Rjvs commented 6 months ago

Thanks for looking into it straight away! I had tried it on several public instances but had not been exhaustive. Have now tested most and have found one that works, so confirm your result. However, the majority of the public instances are returning 403 for me, so might need even tighter rate limiting.

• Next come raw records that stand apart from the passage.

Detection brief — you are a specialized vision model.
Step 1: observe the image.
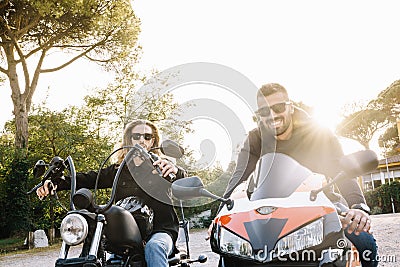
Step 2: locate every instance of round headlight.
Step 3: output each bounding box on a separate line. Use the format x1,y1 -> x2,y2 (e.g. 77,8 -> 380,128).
60,214 -> 89,246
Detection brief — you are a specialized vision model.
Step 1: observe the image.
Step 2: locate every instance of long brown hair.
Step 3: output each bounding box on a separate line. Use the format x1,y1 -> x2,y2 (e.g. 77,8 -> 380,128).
117,120 -> 160,164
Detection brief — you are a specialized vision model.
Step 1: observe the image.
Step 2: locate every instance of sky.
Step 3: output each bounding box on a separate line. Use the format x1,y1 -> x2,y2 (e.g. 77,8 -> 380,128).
0,0 -> 400,169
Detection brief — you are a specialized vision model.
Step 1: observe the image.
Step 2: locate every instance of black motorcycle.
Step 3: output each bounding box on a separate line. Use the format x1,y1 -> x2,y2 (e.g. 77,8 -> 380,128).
28,140 -> 207,267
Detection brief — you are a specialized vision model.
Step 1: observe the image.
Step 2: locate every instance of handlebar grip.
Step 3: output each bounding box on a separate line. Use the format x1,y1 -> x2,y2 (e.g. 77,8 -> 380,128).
26,181 -> 43,195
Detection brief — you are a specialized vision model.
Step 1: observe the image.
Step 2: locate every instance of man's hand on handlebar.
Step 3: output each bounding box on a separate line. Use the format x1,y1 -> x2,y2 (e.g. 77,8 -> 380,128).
341,209 -> 371,235
153,159 -> 178,177
36,180 -> 57,200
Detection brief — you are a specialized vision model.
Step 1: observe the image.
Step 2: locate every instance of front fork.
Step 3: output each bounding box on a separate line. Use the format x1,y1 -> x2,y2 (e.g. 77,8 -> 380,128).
59,214 -> 106,259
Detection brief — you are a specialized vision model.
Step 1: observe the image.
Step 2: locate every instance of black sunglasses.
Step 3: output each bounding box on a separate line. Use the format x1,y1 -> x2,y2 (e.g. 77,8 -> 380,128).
255,101 -> 291,117
132,133 -> 153,141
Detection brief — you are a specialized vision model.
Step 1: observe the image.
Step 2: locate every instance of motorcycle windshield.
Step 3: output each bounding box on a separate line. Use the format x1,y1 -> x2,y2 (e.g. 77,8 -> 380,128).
250,153 -> 313,200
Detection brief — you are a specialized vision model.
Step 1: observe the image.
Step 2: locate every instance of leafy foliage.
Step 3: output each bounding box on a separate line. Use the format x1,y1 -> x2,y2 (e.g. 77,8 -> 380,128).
0,0 -> 140,149
337,80 -> 400,155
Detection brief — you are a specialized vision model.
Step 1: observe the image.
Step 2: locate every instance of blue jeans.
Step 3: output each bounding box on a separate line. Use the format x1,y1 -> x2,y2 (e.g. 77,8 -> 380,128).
344,229 -> 378,267
144,233 -> 174,267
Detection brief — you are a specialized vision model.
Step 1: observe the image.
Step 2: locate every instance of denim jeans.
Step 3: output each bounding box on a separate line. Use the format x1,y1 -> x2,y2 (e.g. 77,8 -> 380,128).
344,229 -> 378,267
144,233 -> 174,267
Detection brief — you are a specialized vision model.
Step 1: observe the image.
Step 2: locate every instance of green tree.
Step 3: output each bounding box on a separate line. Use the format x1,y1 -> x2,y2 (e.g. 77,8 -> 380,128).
375,80 -> 400,156
336,108 -> 388,148
0,0 -> 139,149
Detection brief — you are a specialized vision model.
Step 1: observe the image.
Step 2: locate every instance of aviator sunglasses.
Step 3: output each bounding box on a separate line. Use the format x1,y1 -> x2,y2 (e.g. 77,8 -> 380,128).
255,101 -> 291,117
132,133 -> 153,141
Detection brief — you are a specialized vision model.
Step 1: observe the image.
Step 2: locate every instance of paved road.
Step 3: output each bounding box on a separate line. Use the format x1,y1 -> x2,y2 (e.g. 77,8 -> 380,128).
0,213 -> 400,267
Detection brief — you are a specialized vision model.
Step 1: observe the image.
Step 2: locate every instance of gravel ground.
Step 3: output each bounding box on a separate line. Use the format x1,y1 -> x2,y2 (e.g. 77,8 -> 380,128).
0,213 -> 400,267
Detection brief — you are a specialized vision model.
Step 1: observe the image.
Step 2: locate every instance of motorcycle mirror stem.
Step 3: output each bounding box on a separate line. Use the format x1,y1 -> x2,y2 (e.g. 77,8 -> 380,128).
199,188 -> 233,210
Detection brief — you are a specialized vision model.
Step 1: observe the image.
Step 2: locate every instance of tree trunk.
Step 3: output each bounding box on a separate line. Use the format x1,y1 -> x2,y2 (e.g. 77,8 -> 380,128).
14,101 -> 28,149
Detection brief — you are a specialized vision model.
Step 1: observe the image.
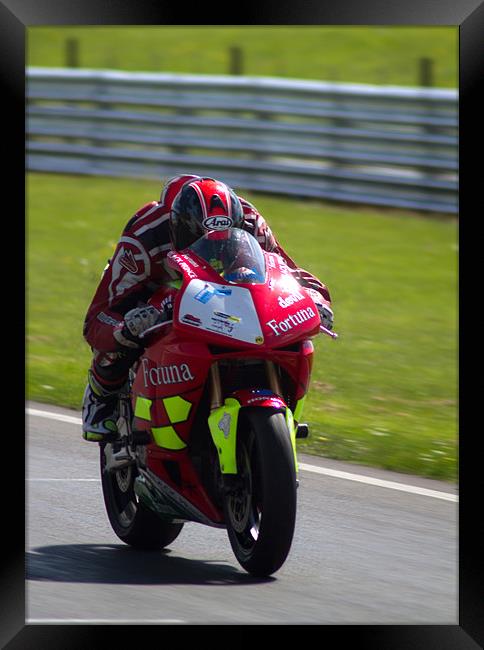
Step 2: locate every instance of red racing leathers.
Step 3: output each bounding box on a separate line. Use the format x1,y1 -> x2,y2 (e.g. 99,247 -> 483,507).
83,190 -> 331,388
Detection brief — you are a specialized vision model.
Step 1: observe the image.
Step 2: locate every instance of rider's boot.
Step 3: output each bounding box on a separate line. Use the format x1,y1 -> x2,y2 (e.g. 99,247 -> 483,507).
82,370 -> 122,442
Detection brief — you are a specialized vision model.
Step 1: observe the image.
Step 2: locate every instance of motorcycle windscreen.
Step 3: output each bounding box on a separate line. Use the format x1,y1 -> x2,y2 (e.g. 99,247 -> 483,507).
179,228 -> 266,345
188,228 -> 266,284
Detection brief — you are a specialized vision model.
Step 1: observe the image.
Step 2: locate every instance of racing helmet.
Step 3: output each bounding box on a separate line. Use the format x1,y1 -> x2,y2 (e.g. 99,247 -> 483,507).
170,177 -> 244,250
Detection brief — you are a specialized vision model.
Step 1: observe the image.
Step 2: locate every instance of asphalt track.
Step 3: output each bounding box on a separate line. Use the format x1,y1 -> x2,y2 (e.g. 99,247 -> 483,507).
26,403 -> 458,625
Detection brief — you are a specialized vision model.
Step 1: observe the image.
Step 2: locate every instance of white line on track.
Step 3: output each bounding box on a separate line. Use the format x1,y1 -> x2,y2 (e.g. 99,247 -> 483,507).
26,407 -> 459,502
26,618 -> 185,625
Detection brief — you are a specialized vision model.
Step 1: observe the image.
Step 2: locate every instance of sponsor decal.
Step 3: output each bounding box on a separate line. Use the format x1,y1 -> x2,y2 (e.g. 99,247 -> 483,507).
266,307 -> 316,336
119,248 -> 138,273
213,311 -> 241,323
183,253 -> 200,268
217,412 -> 232,439
277,255 -> 290,273
202,214 -> 234,230
171,254 -> 197,279
207,316 -> 234,336
193,284 -> 232,305
277,291 -> 304,309
142,358 -> 195,388
181,314 -> 202,327
247,397 -> 284,406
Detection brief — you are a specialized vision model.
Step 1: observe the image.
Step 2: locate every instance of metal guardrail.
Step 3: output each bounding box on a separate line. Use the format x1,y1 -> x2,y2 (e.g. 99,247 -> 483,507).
26,68 -> 458,213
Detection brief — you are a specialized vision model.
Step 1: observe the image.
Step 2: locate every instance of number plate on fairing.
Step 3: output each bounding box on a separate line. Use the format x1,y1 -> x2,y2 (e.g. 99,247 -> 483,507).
178,279 -> 264,344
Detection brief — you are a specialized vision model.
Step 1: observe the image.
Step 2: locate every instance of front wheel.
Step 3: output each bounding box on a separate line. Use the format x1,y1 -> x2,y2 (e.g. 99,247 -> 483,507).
224,408 -> 296,576
99,443 -> 183,550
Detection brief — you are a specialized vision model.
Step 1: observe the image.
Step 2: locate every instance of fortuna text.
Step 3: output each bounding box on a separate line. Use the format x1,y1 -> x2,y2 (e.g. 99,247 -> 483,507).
266,307 -> 316,336
142,359 -> 195,387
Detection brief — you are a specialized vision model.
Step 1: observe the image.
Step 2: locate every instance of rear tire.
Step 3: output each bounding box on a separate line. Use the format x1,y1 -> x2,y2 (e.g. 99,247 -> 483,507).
224,408 -> 296,577
99,443 -> 183,550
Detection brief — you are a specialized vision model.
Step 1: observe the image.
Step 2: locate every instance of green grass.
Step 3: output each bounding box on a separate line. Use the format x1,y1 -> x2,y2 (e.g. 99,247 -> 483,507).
27,25 -> 458,88
27,173 -> 458,480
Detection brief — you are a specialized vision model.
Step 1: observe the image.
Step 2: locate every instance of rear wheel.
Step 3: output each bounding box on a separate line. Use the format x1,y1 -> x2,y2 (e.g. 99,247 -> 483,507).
99,443 -> 183,550
224,409 -> 296,576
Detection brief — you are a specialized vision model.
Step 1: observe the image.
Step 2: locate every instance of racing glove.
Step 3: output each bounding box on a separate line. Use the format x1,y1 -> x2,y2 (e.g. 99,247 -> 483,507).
113,305 -> 165,348
289,269 -> 331,301
316,303 -> 333,330
307,288 -> 333,330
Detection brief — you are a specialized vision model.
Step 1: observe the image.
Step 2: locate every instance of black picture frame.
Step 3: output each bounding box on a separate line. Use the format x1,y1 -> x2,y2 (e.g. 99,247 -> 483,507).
5,0 -> 484,650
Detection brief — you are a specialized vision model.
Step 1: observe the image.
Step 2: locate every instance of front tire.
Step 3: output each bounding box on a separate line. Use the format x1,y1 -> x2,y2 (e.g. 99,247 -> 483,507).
99,443 -> 183,550
224,408 -> 296,577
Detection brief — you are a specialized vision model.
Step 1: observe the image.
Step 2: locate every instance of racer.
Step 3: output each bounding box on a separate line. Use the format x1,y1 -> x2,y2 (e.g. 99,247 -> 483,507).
82,174 -> 333,442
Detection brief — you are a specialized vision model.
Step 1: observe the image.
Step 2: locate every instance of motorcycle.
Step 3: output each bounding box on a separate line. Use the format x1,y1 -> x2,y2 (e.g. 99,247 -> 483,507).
100,228 -> 337,576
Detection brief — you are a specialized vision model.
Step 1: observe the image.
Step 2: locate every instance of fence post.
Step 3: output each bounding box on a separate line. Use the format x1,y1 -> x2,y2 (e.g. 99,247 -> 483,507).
419,57 -> 434,88
66,38 -> 79,68
229,45 -> 244,75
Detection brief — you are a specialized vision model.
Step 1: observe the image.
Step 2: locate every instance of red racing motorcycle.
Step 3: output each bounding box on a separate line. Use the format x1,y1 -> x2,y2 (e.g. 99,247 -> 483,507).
100,228 -> 337,576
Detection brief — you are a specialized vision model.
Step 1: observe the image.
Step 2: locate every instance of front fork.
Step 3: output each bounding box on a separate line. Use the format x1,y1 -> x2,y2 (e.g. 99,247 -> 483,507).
208,360 -> 302,475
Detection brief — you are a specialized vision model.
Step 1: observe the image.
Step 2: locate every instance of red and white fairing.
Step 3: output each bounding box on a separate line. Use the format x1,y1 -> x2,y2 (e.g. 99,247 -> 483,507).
168,244 -> 320,348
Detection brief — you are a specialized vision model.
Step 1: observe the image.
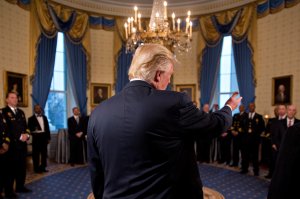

dvikan commented 6 months ago
curl 'https://old.reddit.com/search.json?q=subreddit%3Aphp&sort=hot&include_over_18=on'
<!doctype html>
     <html>
  <head>
    <title>Blocked</title>
    <style>
      body {
          font: small verdana, arial, helvetica, sans-serif;
          width: 600px;
          margin: 0 auto;
      }

      h1 {
          height: 40px;
          background: transparent url(//www.redditstatic.com/reddit.com.header.png) no-repeat scroll top right;
      }
    </style>
  </head>
  <body>
    <h1>whoa there, pardner!</h1>

<p>Your request has been blocked due to a network policy.</p>

<p>Try logging in or creating an account <a href=https://www.reddit.com/login/>here</a> to get back to browsing.</p>

<p>If you're running a script or application, please register or sign in with your developer credentials <a href=https://www.reddit.com/wiki/api/>here</a>. Additionally make sure your User-Agent is not empty and is something unique and descriptive and try again. if you're supplying an alternate User-Agent string,
try changing back to default as that can sometimes result in a block.</p>

<p>You can read Reddit's Terms of Service <a href=https://www.reddit.com/wiki/api/>here</a>.</p>

<p>if you think that we've incorrectly blocked you or you would like to discuss
easier ways to get the data you want, please file a ticket <a href=https://support.reddithelp.com/hc/en-us/requests/new?ticket_form_id=21879292693140>here</a>.</p>

<p>when contacting us, please include your ip address which is: <strong>68.183.7.72</strong> and reddit account</p>
  </body>
</html>
corenting commented 5 months ago

It's possible to bypass the new limits by pretending to be the Android client: you have to login with the Android oauth client ID and add some headers. See https://github.com/redlib-org/redlib. You can then query the JSON endpoints on the oauth.reddit.com domain. I tried it for a project of mine and seems to works well for now.

Rjvs commented 2 months ago

Woohoo redlib-org/redlib#90 is merged now, @dvikan is the plan to use redlib within RSS-Bridge to add this feature back?